None of this requires believing any specific woman set out to do something sinister. Sweeney pitched her own soap. Carpenter has defended her cover as satire. Del Rey has spent over a decade defending the coquette aesthetic as a genuine, if uncomfortable, artistic register rather than a come-on. Individual intent is close to unknowable from the outside, and it's also close to beside the point. The pattern doesn't run on any one woman's motives, it runs on an industry that has learned these three specific framings reliably generate attention, and that attention reliably converts to sales, and that any backlash generated along the way is, from a commercial standpoint, still attention.
Why the backlash keeps landing in the wrong place
It's tempting, watching any one of these controversies unfold, to conclude the problem is a specific woman's bad judgment, she shouldn't have done the soap, she shouldn't have used that cover, she shouldn't have worn that dress. But that framing does the industry's work for it. It turns a structural pattern, an entertainment economy that profits from reducing women to products, pets, and children on command, into a referendum on one woman's choices, which then gets litigated, exhaustively, in her comments section, very often by other women who are just as boxed in by the same set of options.
The more useful question was never which woman crossed a line. It's why the industry has built exactly three profitable ways to visually diminish an adult woman, and why the loudest reckoning with that keeps happening in public comment sections instead of in the marketing departments that keep reaching for it.
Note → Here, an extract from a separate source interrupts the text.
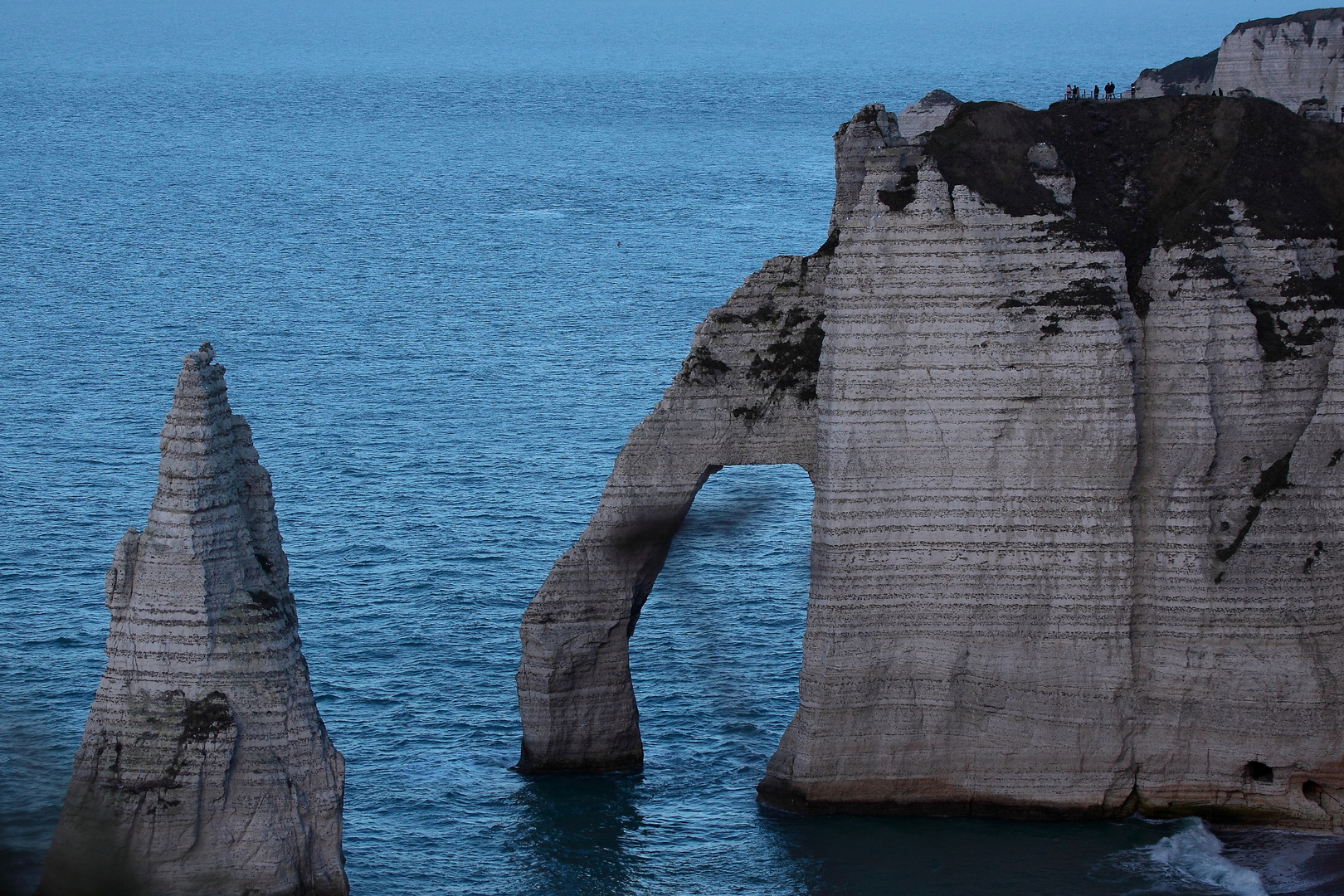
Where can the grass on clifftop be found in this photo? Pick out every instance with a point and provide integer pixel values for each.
(1155, 171)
That reckoning also tends to land hardest on other women, because they're the ones most likely to feel the discomfort of the image and say so out loud, and then get blamed for the pile-on, as if the criticism itself were the aggression rather than a response to it. A marketing department can run the exact same playbook three more times next year with three different women and absorb whatever backlash comes, because backlash is priced into the strategy. The individual women involved don't have that luxury. They absorb the commercial upside and the reputational cost in roughly equal measure, while the decision-makers who green lit the soap, the cover, and the styling rarely appear in a single headline.

None of this is an argument for exempting any of these choices from criticism. A cover that stages abuse imagery is fair to criticize regardless of intent, and so is a marketing campaign that trades on a decades-old exploitation narrative dressed up as fashion. It's an argument for aiming the criticism at the right altitude, at the executives, brands, and incentive structures that keep manufacturing this choice for women to make, rather than treating each instance as an isolated referendum on one woman's self-respect.